Personal information
- Full name: Santiago Montoya Muñoz
- Date of birth: September 15, 1991 (age 33)
- Place of birth: Medellín, Colombia
- Height: 1.73 m (5 ft 8 in)
- Position(s): Attacking midfielder / Winger

Team information
- Current team: Motagua
- Number: 24

Youth career
- 2005–2010: Atlético Nacional
- 2011–2012: All Boys

Senior career*
- Years: Team / Apps / (Gls)
- 2012–2013: All Boys / 25 / (2)
- 2013–2017: Vasco da Gama / 23 / (1)
- 2015–2016: → Vitória (loan) / 7 / (0)
- 2015–2016: → Vitória B (loan) / 11 / (3)
- 2016–2017: → Deportes Tolima (loan) / 42 / (10)
- 2018–2020: Millonarios / 36 / (2)
- 2021: Atlético Bucaramanga / 30 / (0)
- 2022: Deportivo Pereira / 10 / (1)
- 2023–: Motagua / 0 / (0)

International career^{‡}
- 2017: Colombia / 1 / (0)

= Santiago Montoya =

Colombian footballer (born 1991)

Santiago Montoya Muñoz (born 15 September 1991) is a Colombian footballer who plays for F.C. Motagua.
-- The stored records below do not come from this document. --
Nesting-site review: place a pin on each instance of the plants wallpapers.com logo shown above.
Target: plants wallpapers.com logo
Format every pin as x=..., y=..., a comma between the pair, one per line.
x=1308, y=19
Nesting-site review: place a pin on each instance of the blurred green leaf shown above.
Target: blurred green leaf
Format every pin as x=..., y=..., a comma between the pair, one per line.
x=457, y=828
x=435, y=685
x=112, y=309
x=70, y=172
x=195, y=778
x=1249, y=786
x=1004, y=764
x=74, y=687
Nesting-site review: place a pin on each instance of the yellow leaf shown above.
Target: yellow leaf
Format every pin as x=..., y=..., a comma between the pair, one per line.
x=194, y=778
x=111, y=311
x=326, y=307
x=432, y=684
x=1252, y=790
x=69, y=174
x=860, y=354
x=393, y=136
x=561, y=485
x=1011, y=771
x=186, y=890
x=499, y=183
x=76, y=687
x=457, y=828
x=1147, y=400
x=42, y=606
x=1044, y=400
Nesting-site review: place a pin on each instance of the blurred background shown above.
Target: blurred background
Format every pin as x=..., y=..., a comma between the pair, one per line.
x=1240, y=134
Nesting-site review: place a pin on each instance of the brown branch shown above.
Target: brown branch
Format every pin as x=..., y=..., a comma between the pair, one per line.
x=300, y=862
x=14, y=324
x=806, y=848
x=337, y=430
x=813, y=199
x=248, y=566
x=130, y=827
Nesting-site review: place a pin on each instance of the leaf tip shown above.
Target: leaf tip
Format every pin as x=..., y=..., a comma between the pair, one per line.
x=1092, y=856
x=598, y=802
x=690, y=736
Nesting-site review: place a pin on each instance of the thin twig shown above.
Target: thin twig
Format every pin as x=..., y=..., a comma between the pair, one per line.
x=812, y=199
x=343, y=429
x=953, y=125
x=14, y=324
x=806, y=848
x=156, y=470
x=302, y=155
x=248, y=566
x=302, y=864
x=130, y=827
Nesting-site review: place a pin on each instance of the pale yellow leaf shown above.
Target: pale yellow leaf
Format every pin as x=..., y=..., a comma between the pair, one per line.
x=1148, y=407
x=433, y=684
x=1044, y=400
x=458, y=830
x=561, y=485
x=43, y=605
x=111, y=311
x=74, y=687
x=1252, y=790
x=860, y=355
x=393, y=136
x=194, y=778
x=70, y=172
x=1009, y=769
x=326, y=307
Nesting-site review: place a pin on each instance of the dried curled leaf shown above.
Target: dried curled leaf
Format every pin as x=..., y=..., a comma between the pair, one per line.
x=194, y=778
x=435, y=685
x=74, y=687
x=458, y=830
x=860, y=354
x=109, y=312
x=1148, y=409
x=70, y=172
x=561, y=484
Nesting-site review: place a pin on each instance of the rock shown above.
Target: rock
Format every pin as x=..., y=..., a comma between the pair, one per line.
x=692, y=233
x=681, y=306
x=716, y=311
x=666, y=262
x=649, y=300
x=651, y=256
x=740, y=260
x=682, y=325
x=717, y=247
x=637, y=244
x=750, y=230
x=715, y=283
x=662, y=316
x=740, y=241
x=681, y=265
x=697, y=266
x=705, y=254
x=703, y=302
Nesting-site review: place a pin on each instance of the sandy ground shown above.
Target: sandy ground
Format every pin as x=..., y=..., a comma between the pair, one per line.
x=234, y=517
He primarily plays as a left winger.

==Club career==

===Early career===
Born in Medellín, Montoya is a product of the youth setup led by Atlético Nacional. Due to the high amount of competition there was at the Colombian club, Montoya decided to migrate to Argentina in search of new opportunities. Despite losing faith in playing for Nacional, Montoya regarded himself as a player with high potential. Eventually, that would lead him to try out for All Boys and finally sign with the club in 2011.

===All Boys===
Montoya made his debut for All Boys on 6 October 2012 in a game against San Martín for the 2012 Apertura tournament. He was substituted on in the second half for Francisco Martínez. He noticeably netted a goal from a free kick in the 2012–13 Copa Argentina match against Brown de Adrogué. On 3 March 2012, he scored his first goal in the aperatura in a 2-1 away loss against Tigre.

===Vasco da Gama===
In the month of June 2013, it was announced that Montoya had joined Vasco da Gama for a fee of $1.5 million.